John Stuart Mill et William Stanley Jevons sur la question des femmes : d’une continuité supposée à l’éclairage d’une rupture

par Virginie Gouverneur

Thèse de doctorat en Sciences économiques

Sous la direction de Nathalie Sigot.


  • Résumé

    John Stuart Mill et William Stanley Jevons sont des représentants clés du passage vers le marginalisme en économie. Dans le même temps, ils se réclament tous deux de l’utilitarisme, doctrine philosophique reconnue pour ses liens avec le féminisme. Leurs revendications en ce qui concerne les femmes sont pourtant tout à fait divergentes : si Mill prône des réformes égalitaires et s’oppose aux Factory Acts limitant le travail des femmes, Jevons adhère à l’ensemble des lois restrictives adoptées au XIXe siècle et prône en outre la prohibition du travail des mères de jeunes enfants dans les usines. Cet apparent paradoxe est résolu lorsqu’on considère l’opposition de Mill et Jevons comme l’emblème d’une rupture plus générale entre utilitaristes classiques et premiers marginalistes sur la question des femmes. Mill se situe, au sujet des femmes, dans la lignée des premiers : comme eux, il considère que les intérêts des femmes doivent compter autant que ceux des hommes et en tire un certain nombre de conséquences. Il prolonge en particulier les avancées de Jeremy Bentham, père de l’utilitarisme classique, vers une considération plus grande des intérêts des femmes par les économistes. Jevons, lui, apparaît comme représentatif de ces auteurs du dernier tiers du XIXe siècle qui certes soulèvent la question des femmes mais dont la position semble marquer un recul par rapport à celles de leurs prédécesseurs.
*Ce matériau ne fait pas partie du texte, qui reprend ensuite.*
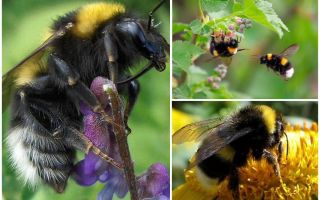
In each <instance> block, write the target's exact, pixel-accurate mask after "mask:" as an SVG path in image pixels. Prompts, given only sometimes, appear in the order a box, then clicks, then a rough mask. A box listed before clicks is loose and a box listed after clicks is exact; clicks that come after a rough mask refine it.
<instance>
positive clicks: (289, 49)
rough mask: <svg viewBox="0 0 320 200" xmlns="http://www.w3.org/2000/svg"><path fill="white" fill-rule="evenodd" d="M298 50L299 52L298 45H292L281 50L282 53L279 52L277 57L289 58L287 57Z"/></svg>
mask: <svg viewBox="0 0 320 200" xmlns="http://www.w3.org/2000/svg"><path fill="white" fill-rule="evenodd" d="M298 50H299V45H297V44H292V45H290V46H289V47H288V48H286V49H285V50H283V52H281V53H280V54H279V56H280V57H289V56H292V55H293V54H295V53H297V51H298Z"/></svg>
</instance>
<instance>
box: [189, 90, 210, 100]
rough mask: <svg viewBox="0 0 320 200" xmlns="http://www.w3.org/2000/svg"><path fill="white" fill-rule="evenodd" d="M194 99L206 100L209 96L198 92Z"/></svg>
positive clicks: (205, 94) (199, 92) (193, 96)
mask: <svg viewBox="0 0 320 200" xmlns="http://www.w3.org/2000/svg"><path fill="white" fill-rule="evenodd" d="M192 98H193V99H206V98H207V95H206V93H204V92H196V93H194V94H193V95H192Z"/></svg>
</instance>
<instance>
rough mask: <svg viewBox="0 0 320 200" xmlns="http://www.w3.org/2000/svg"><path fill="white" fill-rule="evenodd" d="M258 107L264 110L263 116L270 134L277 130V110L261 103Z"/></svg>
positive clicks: (259, 108) (274, 131)
mask: <svg viewBox="0 0 320 200" xmlns="http://www.w3.org/2000/svg"><path fill="white" fill-rule="evenodd" d="M257 107H258V109H259V110H260V111H261V112H262V118H263V121H264V123H265V125H266V126H267V129H268V132H269V134H273V133H274V132H275V130H276V124H275V122H276V117H277V114H276V111H275V110H273V109H272V108H270V107H269V106H265V105H261V106H257Z"/></svg>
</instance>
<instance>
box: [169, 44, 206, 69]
mask: <svg viewBox="0 0 320 200" xmlns="http://www.w3.org/2000/svg"><path fill="white" fill-rule="evenodd" d="M172 51H173V53H172V54H173V63H174V67H179V68H181V69H183V70H187V68H188V67H189V66H190V65H191V63H192V59H194V58H196V57H197V56H199V55H200V54H202V53H204V50H202V49H201V48H200V47H197V46H195V45H193V44H191V43H190V42H185V41H180V40H179V41H175V42H173V47H172Z"/></svg>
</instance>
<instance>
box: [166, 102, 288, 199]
mask: <svg viewBox="0 0 320 200" xmlns="http://www.w3.org/2000/svg"><path fill="white" fill-rule="evenodd" d="M285 124H286V122H285V121H284V119H283V118H282V115H281V114H280V113H279V112H277V111H275V110H274V109H272V108H271V107H269V106H265V105H251V106H247V107H244V108H241V109H240V110H239V111H238V112H236V113H235V114H233V115H231V116H230V117H228V118H226V119H221V118H215V119H209V120H205V121H200V122H195V123H191V124H188V125H186V126H184V127H182V128H181V129H179V130H178V131H177V132H175V133H174V135H173V137H172V141H173V143H174V144H181V143H184V142H192V141H200V142H201V144H200V146H199V148H198V150H197V152H196V153H195V155H194V156H193V157H192V158H191V159H190V163H189V166H188V168H187V171H189V170H191V172H190V173H194V176H195V177H196V179H198V180H199V181H200V182H201V183H202V184H203V187H204V188H207V189H208V190H210V191H211V190H212V191H213V192H212V194H213V195H212V196H211V199H212V198H215V197H216V192H217V186H218V185H219V184H220V183H221V182H222V181H224V180H226V179H227V180H228V188H229V190H230V191H232V194H233V198H234V199H239V184H240V183H241V182H240V179H239V170H240V168H242V167H245V166H246V165H247V163H248V159H249V157H251V156H252V158H253V159H254V160H257V161H260V160H262V159H265V160H266V161H267V162H268V164H269V165H270V166H271V167H272V168H273V171H274V174H275V175H276V176H277V177H280V167H279V163H278V161H279V160H280V158H281V155H282V152H283V147H282V141H281V138H282V136H283V135H286V133H285V132H284V127H285ZM272 148H276V149H277V151H278V157H277V156H275V155H274V154H273V153H271V152H270V149H272ZM287 148H288V147H287ZM188 177H189V176H188ZM173 197H175V195H174V196H173ZM176 199H184V198H176ZM196 199H198V198H196Z"/></svg>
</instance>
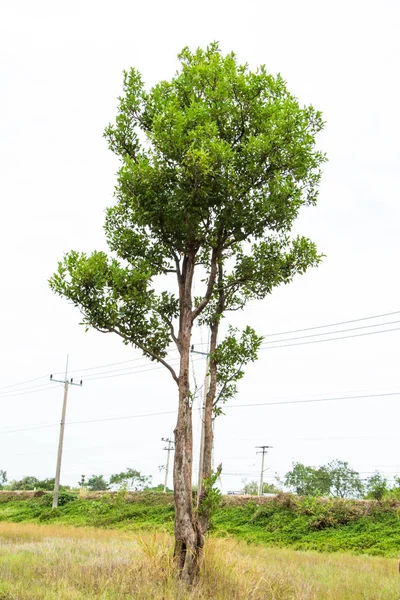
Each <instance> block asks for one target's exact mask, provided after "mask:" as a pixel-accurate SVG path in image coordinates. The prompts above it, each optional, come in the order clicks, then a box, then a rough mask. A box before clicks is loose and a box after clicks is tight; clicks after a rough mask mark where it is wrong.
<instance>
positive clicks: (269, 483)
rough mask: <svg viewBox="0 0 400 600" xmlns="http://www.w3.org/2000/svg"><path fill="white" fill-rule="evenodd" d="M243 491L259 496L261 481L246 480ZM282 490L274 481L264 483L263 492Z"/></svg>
mask: <svg viewBox="0 0 400 600" xmlns="http://www.w3.org/2000/svg"><path fill="white" fill-rule="evenodd" d="M243 484H244V485H243V493H244V494H249V495H250V496H258V491H259V487H260V485H259V483H258V482H257V481H249V482H248V483H246V480H244V481H243ZM279 492H280V490H279V489H278V488H277V486H276V485H274V484H273V483H264V485H263V494H278V493H279Z"/></svg>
Ainsi en est-il de plusieurs économistes marginalistes, tels que Marshall, qui désignent le foyer comme le lieu idéal d’expression des femmes où elles accomplissent leur fonction première, la reproduction. L’analyse de l’opposition de Mill et Jevons offre alors des éléments de réponse à la question suivante : comment se fait-il que les premiers marginalistes, après les avancées de l’utilitarisme classique vers une meilleure prise en compte, en économie, des femmes et des problèmes les affectant, aient renvoyé ces dernière dans ce qu’ils considèrent comme leur véritable place, le foyer ?

  • Titre traduit

    John Stuart Mill and William Stanley Jevons on the Woman Question : from a supposed continuity to the lightening of a break-up


  • Résumé

    John Stuart Mill and William Stanley Jevons are key representatives of transition to Marginalism in Economy. At the same time, they both claim to be a part of Utilitarianism, a philosophical theory known for its connections with feminism. Though, their demands about women are quite divergent: if Mill recommends egalitarian reforms and disagrees with Factory Acts restricting women’s employment, Jevons adheres to the whole of the restrictive laws passed in the 19th Century and advocates the prohibition of mothers of young children employment in factories. This apparent contradiction is solved if Mill and Jevons opposition is considered as a symbol of a more general break up between Classical Utilitarians and Early Marginalists on the question of women. Mill, on this subject, is in line with Classical Utilitarians: like them, he considers that women’s interests should be equal to men’s ones and he draws conclusions from that. He extends Jeremy Bentham’s – regarded as the father of Classical Utilitarianism – breakthroughs to a greater consideration of women’s interests by economists. As for Jevons, he appears to be representative of these authors from the latter third of 19th Century who admittedly raised the question of women but whose position seems to make a step backwards compared to their predecessors’. In this way, several Marginalists, like Marshall, define home as the ideal place of women’s expression, the place where they accomplish their primary function, reproduction. Analysis of Mill and Jevons opposition then gives elements of answer to the following question: How is it that Early Marginalists, after the Classical Utilitarians’ breakthroughs to a better consideration of women and their issues in economy, have sent them back to the place these men consider women belong – home?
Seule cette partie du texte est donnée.